---
title: "Replicating Resampling with Rsampling - Regressions and ANCOVA"
author: "Paulo I Prado, Alexandre Oliveira and Andre Chalom"
date: "June 2016"
output:
  rmarkdown::html_vignette:
    fig_width: 5
    fig_height: 5
    fig_caption: true
vignette: >
  %\VignetteIndexEntry{Regression and ANCOVA}
  %\VignetteEngine{knitr::rmarkdown}
  \usepackage[utf8]{inputenc}
---

```{r setup, echo = FALSE}
knitr::opts_chunk$set(
    collapse=TRUE,
    comment = NA,
    prompt = TRUE
    )
set.seed(42)
```

## Installation

Rsampling is hosted on CRAN. To install it use

```{r installation CRAN, eval=FALSE}
install.packages("Rsampling")
```
You can also install from the GitHub site, where the project is hosted.
To do that use the devtools package function `install_github`:

```{r installation GitHub, eval=FALSE}
library(devtools)
install_github(repo = 'lageIBUSP/Rsampling')
```

After installation load the package

```{r load library}
library(Rsampling)
```

## Regression examples

The data frame `rhyzophora` contains measurements of mangrove trees
growing in two sites that differ in the soil stability (more or less muddy soils).

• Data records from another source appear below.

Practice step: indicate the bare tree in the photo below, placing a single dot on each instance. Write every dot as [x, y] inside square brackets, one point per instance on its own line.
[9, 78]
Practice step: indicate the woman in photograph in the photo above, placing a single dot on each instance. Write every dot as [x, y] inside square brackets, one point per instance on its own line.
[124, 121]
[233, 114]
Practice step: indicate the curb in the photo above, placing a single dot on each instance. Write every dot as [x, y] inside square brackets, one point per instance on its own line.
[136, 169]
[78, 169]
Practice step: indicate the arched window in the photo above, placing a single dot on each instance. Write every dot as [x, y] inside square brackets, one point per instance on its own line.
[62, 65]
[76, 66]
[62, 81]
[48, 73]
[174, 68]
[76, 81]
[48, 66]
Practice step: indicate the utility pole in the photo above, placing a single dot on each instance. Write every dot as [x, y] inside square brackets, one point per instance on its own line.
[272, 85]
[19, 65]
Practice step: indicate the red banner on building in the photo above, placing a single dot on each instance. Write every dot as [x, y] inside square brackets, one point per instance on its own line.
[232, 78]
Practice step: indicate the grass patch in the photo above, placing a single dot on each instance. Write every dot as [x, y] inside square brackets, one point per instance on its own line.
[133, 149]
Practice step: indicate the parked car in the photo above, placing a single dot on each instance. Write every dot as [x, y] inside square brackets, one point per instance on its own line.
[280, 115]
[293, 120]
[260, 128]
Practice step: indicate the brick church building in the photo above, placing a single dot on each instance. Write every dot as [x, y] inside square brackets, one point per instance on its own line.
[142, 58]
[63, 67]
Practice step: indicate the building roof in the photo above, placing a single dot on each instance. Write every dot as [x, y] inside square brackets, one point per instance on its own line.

```{r inspecting object rhyzophora}
head(rhyzophora)
summary(rhyzophora)
```
Learn more about the data at its help page (`?rhyzophora`).

### Study Hypothesis

The hypothesis is that trees at more unstable soils
will allocate more biomass in supporting structures.
One possible prediction is that the relation between the tree's
torque [^1] and the allocation in supporting roots is different
in the two kinds of soils.
To express the torque the ratio between
the areas of the canopy and the trunk cross-section was used.
The allocation in supporting roots was expressed in number of
supporting roots and the area at ground level encompassed by these roots.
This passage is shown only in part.